Well, 75 percent do. They claim they're unhappy about the state of affairs. And over 50 percent said they wouldn't have married their spouses if they had known the marriage would be sexless. Would they mind if their spouses went outside the marriage for sex? Heck, yeah. A whopping 75 percent said this was definitely not okay.
5. What are they doing about it?
Most respondents report they've grown tired of being rejected by their spouses and have stopped making efforts. One respondent wrote, "There's nothing left inside me for this marriage. I've given it all I had and it's time to move on." Another wrote, "Emptied out and objectified. Sex was not based on connection so I quit having sex."
In order to bring the spark back, respondents said they would like their partners to ask what they need in the bedroom and then do it. Others wanted more romance out of the bedroom. "Actually want me and be an active participant," one respondent wrote. Sadly, 33 percent believe nothing will lead to improvement. "I no longer want to have sex with my husband...I do want to have sex again, though. Just not with him," claimed another.
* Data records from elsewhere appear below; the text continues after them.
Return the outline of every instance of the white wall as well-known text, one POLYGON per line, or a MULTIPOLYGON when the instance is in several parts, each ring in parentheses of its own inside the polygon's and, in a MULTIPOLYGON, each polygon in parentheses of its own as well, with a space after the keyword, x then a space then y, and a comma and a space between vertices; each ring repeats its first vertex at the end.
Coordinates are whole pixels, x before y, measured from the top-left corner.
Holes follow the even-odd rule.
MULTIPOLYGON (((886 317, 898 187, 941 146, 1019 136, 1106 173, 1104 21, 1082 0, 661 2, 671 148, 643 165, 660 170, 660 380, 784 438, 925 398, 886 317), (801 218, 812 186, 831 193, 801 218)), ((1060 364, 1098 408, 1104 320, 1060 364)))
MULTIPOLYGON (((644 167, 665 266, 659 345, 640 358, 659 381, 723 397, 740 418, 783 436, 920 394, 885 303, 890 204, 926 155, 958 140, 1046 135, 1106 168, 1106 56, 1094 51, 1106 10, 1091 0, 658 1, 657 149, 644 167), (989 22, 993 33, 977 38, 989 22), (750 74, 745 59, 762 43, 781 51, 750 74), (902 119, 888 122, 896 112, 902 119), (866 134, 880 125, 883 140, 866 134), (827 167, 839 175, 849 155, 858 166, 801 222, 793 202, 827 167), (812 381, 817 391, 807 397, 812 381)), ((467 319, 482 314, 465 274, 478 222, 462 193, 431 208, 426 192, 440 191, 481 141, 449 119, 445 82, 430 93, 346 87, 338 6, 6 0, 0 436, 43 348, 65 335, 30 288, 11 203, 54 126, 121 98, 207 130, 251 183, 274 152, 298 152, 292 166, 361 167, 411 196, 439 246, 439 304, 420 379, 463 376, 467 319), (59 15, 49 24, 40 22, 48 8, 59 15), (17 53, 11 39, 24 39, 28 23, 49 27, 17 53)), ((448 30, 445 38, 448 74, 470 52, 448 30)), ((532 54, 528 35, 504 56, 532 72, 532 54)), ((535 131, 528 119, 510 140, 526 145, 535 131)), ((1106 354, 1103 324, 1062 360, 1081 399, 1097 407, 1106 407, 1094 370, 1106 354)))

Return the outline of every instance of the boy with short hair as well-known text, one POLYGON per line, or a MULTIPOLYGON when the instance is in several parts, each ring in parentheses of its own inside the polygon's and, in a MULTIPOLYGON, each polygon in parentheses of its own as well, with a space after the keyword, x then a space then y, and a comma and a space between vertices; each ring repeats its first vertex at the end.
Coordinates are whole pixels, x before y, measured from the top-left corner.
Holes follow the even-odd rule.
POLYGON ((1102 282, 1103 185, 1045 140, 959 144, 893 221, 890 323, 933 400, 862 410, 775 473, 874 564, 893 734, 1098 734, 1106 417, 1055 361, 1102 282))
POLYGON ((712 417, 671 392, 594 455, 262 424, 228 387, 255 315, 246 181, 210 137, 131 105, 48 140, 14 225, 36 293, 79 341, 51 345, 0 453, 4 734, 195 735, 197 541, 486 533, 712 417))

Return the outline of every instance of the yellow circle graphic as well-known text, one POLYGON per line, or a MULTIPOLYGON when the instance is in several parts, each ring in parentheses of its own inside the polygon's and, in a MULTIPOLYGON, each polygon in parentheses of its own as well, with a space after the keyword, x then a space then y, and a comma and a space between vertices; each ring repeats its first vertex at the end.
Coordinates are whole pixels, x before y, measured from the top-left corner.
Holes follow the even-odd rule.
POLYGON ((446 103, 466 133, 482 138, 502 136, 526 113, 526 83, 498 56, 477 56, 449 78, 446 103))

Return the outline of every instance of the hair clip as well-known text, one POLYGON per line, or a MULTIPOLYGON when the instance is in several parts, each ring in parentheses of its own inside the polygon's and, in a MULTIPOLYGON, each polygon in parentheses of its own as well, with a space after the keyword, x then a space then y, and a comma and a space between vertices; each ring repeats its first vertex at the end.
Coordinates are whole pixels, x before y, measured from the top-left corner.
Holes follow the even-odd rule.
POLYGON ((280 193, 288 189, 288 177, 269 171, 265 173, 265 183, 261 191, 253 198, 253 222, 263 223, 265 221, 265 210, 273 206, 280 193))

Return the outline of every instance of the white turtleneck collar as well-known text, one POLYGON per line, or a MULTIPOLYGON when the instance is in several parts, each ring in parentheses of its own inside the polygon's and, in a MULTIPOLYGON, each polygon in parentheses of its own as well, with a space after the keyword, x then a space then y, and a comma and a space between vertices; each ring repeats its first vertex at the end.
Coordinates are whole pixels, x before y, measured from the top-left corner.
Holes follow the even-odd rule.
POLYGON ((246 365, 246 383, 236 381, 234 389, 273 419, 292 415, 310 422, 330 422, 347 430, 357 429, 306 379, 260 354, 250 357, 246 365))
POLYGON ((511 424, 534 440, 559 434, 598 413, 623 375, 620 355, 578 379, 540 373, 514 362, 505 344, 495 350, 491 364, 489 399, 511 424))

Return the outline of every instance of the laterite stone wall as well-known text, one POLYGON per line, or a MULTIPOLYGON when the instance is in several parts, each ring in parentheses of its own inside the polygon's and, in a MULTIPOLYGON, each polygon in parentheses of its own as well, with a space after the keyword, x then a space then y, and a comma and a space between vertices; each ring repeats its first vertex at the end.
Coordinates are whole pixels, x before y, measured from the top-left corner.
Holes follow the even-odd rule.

Respondents were nearly split on whether they were more -- or less -- eager to improve their sex lives as time went by. But the majority said they would make an effort to have more sex if their spouses threatened to end the marriage because of it. Most reported frequent masturbation and watching porn as alternative avenues for meeting their sexual needs. Only 12 percent confessed to having had an emotional or sexual affair.
6. What do they want?
The respondents named, 1) friendship/companionship, 2) sex/intimacy, and 3) love, as the most important qualities in a marriage. And though their requirement for sex/intimacy wasn't being met, most didn't want their marriages to end. Nearly 50 percent of respondents said lack of sex in the marriage was not a deal breaker. Conversely, 33 percent said they do think about leaving.
The findings from this survey struck me as particularly optimistic. For one thing, most of these folks are committed to their marriages despite their unhappiness with the sexual side of things. And many felt "happy" when their spouses did approach them for sex. Even more respondents felt "hopeful that things will start to improve."
The overwhelming majority said, "We talk about it but nothing changes" but only 14 percent had gone to couples counseling and only 3 percent to a sex therapist.
If you've been wondering about your own sexless marriage, you're obviously not alone. And the message from this survey is crystal clear: Expend energy making your spouse feel desirable. Initiate sex. Take pride in your physical appearance. Get some professional guidance. In the words of one respondent, "I told my husband he better get on it before someone else does!"